16. Februar 2026 um 15:28

What do Senet, Backgammon, the Royal Game of Ur, Mancala, Go, Pong, archery, running, swimming, and boxing have in common? They are some of the world’s oldest games (tabletop, digital, and sports).

I realized recently that games wouldn’t have existed across the world for thousands of years if they weren’t solving an essential problem faced by humanity. Games let us feel something important that we rarely experience on a daily basis. We are able to work because of what we gain from playing.

Here’s a list I’ve compiled of essential feelings that games let us experience. Games enable us to feel:

  • clever
  • powerful
  • creative
  • lucky
  • progress
  • control
  • safe
  • joy
  • adventurous
  • discovery
  • connection
  • potential
  • useful
  • empathy
  • masterful
  • victorious
  • acceptance
  • complete
  • unique
  • purpose
  • love

Think of a game you love and how it makes you feel. I put a photo of Tapestry here because it provides several of these essential feelings: I can feel clever when I eek out one more advance turn before a break for income. I can feel powerful when I expand my territory and ward off opponents. I can feel lucky when I roll the science die. I’m also consistently feeling a sense of progress (I’m always moving forward), control (full agency over the track I choose), and uniqueness (asymmetry).

Of course, the great thing is that no single game needs to provide all of these feelings. An adventurous or lucky game may not give me all that much control, just as a cooperative game that provides feelings of love and connection may not make me feel powerful or victorious.

Also, some of these feelings are provided by the act of gaming itself. I can feel complete in a game by maximizing a set collection mechanism, but I can also feel complete in the meta sense by collecting all expansions for a game I adore. I can feel useful by teaching a game, and I can feel masterful by honing my skills in a specific game over dozens of plays.

The more I thought about this topic, the more I realized two things:

  1. These feelings are truly important in life. I need to sometimes feel lucky. I need to feel a sense of purpose. I need to feel like I’m making progress. Think about how essential (yet rare) these feelings are in our daily lives (work, family, school, etc). Life can be really hard, and there may be long spans of time when we don’t feel unique, discovery, or control. Games aren’t a replacement for those feelings in our daily lives, but they remind us that these feelings are possible.
  2. We can create games with intention to evoke these feelings. On a purely theoretical level, I can look at any game we make and attribute at least a few of these feelings to it. I can also say that many of my games have an intended experience. But from now on, I plan to use these feelings as the foundation for every game’s design and development. Again, not every feeling for every game–some are contradictory–but I want our games to solve this problem with intention, not stumble into a solution.

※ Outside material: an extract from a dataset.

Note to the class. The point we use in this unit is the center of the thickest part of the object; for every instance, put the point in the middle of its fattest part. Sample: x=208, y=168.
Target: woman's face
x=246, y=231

I believe these are essential feelings to the human experience. While I truly hope that we all get to feel them in real life on a regular basis, I’m glad that games provide a consistent source of these feelings.

I’d love to hear your thoughts on this concept. Am I missing any essential feelings? Do you consider these feelings essential to our humanity? What’s a game you played recently that provided a few of these?